Technically speaking, Chandler already assessed what went wrong in that second round that led to the TKO finish delivered by Oliveira and he’s been in constant communication with his coaches to ensure they address that when he returns to training.

“Some learning experiences, I need to keep that right hand up,” Chandler said. “If I’m going to go one-two, that right needs to come back quicker. If I’m going to go to the body, that right hand needs to come quicker.

“I need to maybe let the fight progress a little bit. I wouldn’t say that I came in overconfident or overzealous. You’ve been watching me for over a decade, you know that’s my style, you know I’m going to get in people’s faces and you know that’s why I’m going to be an exciting, keep you on the edge of your seat fan favorite kind of guy. Because win, lose or draw, I’ve never been in a boring fight but maybe I could have been a little bit more methodical. Maybe I could have been a little bit more patient but when you’re fighting a guy like Charles Oliveira, who I thought I was going to be able to press him and he was going to head down as I was coming up in that fight as it progressed, I had every reason to believe that I keep my foot on the gas and I win that fight.
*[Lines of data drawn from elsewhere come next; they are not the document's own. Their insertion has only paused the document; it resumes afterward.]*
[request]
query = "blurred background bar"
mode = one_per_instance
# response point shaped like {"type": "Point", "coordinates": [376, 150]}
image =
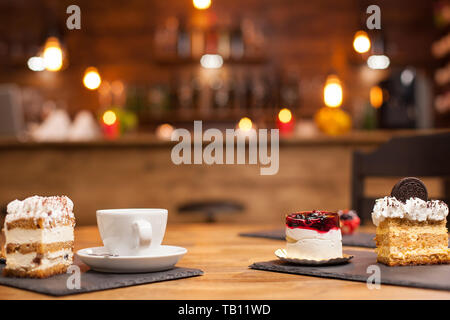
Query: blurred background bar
{"type": "Point", "coordinates": [89, 112]}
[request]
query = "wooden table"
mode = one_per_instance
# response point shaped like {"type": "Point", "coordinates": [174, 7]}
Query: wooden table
{"type": "Point", "coordinates": [224, 257]}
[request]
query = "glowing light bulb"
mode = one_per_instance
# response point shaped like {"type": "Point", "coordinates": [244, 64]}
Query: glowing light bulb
{"type": "Point", "coordinates": [332, 92]}
{"type": "Point", "coordinates": [109, 117]}
{"type": "Point", "coordinates": [92, 79]}
{"type": "Point", "coordinates": [376, 96]}
{"type": "Point", "coordinates": [361, 42]}
{"type": "Point", "coordinates": [164, 131]}
{"type": "Point", "coordinates": [53, 55]}
{"type": "Point", "coordinates": [285, 115]}
{"type": "Point", "coordinates": [245, 124]}
{"type": "Point", "coordinates": [36, 64]}
{"type": "Point", "coordinates": [378, 62]}
{"type": "Point", "coordinates": [201, 4]}
{"type": "Point", "coordinates": [211, 61]}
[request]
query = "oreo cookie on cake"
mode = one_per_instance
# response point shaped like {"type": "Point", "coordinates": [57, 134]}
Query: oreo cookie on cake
{"type": "Point", "coordinates": [411, 229]}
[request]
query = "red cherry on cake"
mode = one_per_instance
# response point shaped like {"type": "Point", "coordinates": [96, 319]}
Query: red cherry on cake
{"type": "Point", "coordinates": [321, 221]}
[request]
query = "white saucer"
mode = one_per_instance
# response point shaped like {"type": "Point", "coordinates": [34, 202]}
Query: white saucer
{"type": "Point", "coordinates": [164, 258]}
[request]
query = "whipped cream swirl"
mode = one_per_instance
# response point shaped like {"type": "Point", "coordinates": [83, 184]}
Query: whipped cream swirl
{"type": "Point", "coordinates": [414, 209]}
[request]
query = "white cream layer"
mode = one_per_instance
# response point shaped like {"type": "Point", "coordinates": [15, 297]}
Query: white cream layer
{"type": "Point", "coordinates": [18, 260]}
{"type": "Point", "coordinates": [313, 245]}
{"type": "Point", "coordinates": [22, 236]}
{"type": "Point", "coordinates": [414, 209]}
{"type": "Point", "coordinates": [50, 209]}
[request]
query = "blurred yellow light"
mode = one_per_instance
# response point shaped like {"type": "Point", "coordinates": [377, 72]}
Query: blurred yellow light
{"type": "Point", "coordinates": [164, 131]}
{"type": "Point", "coordinates": [245, 124]}
{"type": "Point", "coordinates": [332, 92]}
{"type": "Point", "coordinates": [53, 56]}
{"type": "Point", "coordinates": [361, 42]}
{"type": "Point", "coordinates": [201, 4]}
{"type": "Point", "coordinates": [109, 117]}
{"type": "Point", "coordinates": [376, 96]}
{"type": "Point", "coordinates": [285, 115]}
{"type": "Point", "coordinates": [92, 79]}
If I don’t get caught in the second, maybe I finish him in the second, maybe I finish him in the third, we don’t know how it would have happened. I got caught, I lost the fight, got TKO’d, it’s just part of it.”
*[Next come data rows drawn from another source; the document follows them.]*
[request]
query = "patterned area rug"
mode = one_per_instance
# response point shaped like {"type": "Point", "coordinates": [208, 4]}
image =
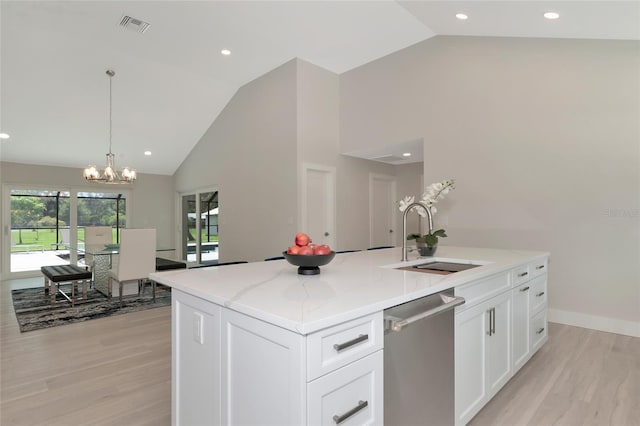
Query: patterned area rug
{"type": "Point", "coordinates": [34, 310]}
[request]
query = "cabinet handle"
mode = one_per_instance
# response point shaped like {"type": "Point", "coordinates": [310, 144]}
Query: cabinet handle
{"type": "Point", "coordinates": [340, 418]}
{"type": "Point", "coordinates": [493, 316]}
{"type": "Point", "coordinates": [342, 346]}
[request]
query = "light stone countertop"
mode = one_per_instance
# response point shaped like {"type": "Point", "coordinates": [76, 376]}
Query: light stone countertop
{"type": "Point", "coordinates": [351, 286]}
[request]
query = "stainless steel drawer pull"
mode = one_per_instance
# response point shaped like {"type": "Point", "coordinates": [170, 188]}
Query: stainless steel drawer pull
{"type": "Point", "coordinates": [342, 346]}
{"type": "Point", "coordinates": [339, 419]}
{"type": "Point", "coordinates": [492, 321]}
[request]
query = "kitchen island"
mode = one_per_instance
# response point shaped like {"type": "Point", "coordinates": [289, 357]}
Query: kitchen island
{"type": "Point", "coordinates": [256, 343]}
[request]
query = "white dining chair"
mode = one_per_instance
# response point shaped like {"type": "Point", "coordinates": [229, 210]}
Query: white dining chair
{"type": "Point", "coordinates": [136, 259]}
{"type": "Point", "coordinates": [95, 236]}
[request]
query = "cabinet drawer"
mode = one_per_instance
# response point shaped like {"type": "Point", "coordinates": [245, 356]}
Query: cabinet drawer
{"type": "Point", "coordinates": [539, 267]}
{"type": "Point", "coordinates": [538, 330]}
{"type": "Point", "coordinates": [351, 395]}
{"type": "Point", "coordinates": [480, 290]}
{"type": "Point", "coordinates": [342, 344]}
{"type": "Point", "coordinates": [521, 274]}
{"type": "Point", "coordinates": [538, 298]}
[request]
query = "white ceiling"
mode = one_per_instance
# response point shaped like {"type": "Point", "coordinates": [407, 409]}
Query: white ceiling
{"type": "Point", "coordinates": [171, 82]}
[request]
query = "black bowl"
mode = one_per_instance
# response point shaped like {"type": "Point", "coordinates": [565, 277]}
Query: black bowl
{"type": "Point", "coordinates": [309, 264]}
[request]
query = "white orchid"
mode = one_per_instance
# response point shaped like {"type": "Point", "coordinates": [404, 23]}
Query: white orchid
{"type": "Point", "coordinates": [436, 191]}
{"type": "Point", "coordinates": [406, 201]}
{"type": "Point", "coordinates": [432, 194]}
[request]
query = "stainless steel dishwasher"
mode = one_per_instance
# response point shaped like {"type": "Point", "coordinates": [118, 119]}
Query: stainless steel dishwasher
{"type": "Point", "coordinates": [419, 362]}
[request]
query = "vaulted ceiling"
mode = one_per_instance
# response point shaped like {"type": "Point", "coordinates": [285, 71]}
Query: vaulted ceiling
{"type": "Point", "coordinates": [172, 81]}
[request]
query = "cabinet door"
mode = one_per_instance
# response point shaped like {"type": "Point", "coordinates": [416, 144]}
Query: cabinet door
{"type": "Point", "coordinates": [521, 296]}
{"type": "Point", "coordinates": [538, 330]}
{"type": "Point", "coordinates": [263, 381]}
{"type": "Point", "coordinates": [195, 361]}
{"type": "Point", "coordinates": [470, 359]}
{"type": "Point", "coordinates": [499, 345]}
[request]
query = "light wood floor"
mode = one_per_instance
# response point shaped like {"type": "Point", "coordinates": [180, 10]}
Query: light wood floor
{"type": "Point", "coordinates": [117, 371]}
{"type": "Point", "coordinates": [108, 371]}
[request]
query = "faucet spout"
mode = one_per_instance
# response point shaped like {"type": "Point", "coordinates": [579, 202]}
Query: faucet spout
{"type": "Point", "coordinates": [404, 225]}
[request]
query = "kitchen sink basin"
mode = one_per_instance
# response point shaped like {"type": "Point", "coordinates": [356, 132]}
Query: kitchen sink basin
{"type": "Point", "coordinates": [442, 268]}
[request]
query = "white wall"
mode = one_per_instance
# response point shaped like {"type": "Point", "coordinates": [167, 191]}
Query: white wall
{"type": "Point", "coordinates": [253, 151]}
{"type": "Point", "coordinates": [150, 204]}
{"type": "Point", "coordinates": [542, 137]}
{"type": "Point", "coordinates": [318, 121]}
{"type": "Point", "coordinates": [249, 153]}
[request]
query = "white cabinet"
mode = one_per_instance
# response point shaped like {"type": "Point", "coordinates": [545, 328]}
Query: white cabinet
{"type": "Point", "coordinates": [262, 373]}
{"type": "Point", "coordinates": [482, 354]}
{"type": "Point", "coordinates": [501, 325]}
{"type": "Point", "coordinates": [351, 395]}
{"type": "Point", "coordinates": [195, 360]}
{"type": "Point", "coordinates": [520, 297]}
{"type": "Point", "coordinates": [231, 369]}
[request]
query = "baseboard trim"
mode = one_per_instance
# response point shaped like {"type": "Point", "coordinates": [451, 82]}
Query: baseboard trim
{"type": "Point", "coordinates": [611, 325]}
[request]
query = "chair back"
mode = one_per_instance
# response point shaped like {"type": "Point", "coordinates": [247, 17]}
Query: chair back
{"type": "Point", "coordinates": [137, 258]}
{"type": "Point", "coordinates": [93, 236]}
{"type": "Point", "coordinates": [96, 235]}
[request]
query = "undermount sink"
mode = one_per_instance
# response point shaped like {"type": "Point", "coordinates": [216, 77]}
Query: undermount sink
{"type": "Point", "coordinates": [442, 268]}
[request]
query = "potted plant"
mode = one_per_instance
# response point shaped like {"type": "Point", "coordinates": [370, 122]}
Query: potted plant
{"type": "Point", "coordinates": [428, 243]}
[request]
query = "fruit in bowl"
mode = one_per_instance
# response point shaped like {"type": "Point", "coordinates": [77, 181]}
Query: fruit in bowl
{"type": "Point", "coordinates": [308, 257]}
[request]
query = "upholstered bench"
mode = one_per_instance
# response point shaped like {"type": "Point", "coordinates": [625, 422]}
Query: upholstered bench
{"type": "Point", "coordinates": [163, 264]}
{"type": "Point", "coordinates": [59, 274]}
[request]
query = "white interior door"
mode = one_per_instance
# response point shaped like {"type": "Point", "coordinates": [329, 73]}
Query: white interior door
{"type": "Point", "coordinates": [382, 205]}
{"type": "Point", "coordinates": [318, 203]}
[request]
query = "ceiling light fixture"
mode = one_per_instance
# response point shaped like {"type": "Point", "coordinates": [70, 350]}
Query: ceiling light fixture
{"type": "Point", "coordinates": [109, 175]}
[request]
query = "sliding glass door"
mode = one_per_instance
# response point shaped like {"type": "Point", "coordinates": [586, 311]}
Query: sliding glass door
{"type": "Point", "coordinates": [41, 224]}
{"type": "Point", "coordinates": [200, 227]}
Following a crazy seven-month stretch that included two fights and weight-cutting for a third potential appearance while serving as an alternate for a title bout, Chandler is due for some time off.

He’s going to take a vacation with his family and enjoy being a husband and a father for a little while before booking his next fight.

The good news is Chandler is already thinking about the future and that’s mostly because he’s already reconciled with the loss to Oliveira, which is allowing him to move forward with a clear head and a game plan for what needs to happen the next time he competes.

“I feel great,” Chandler said. “Need a couple months to cool the jets and obviously heal up a little bit, make sure I don’t get back into that octagon anytime too soon and I think I fight one more fight, beat somebody in the top five and I’m talked about right away in title contention again.”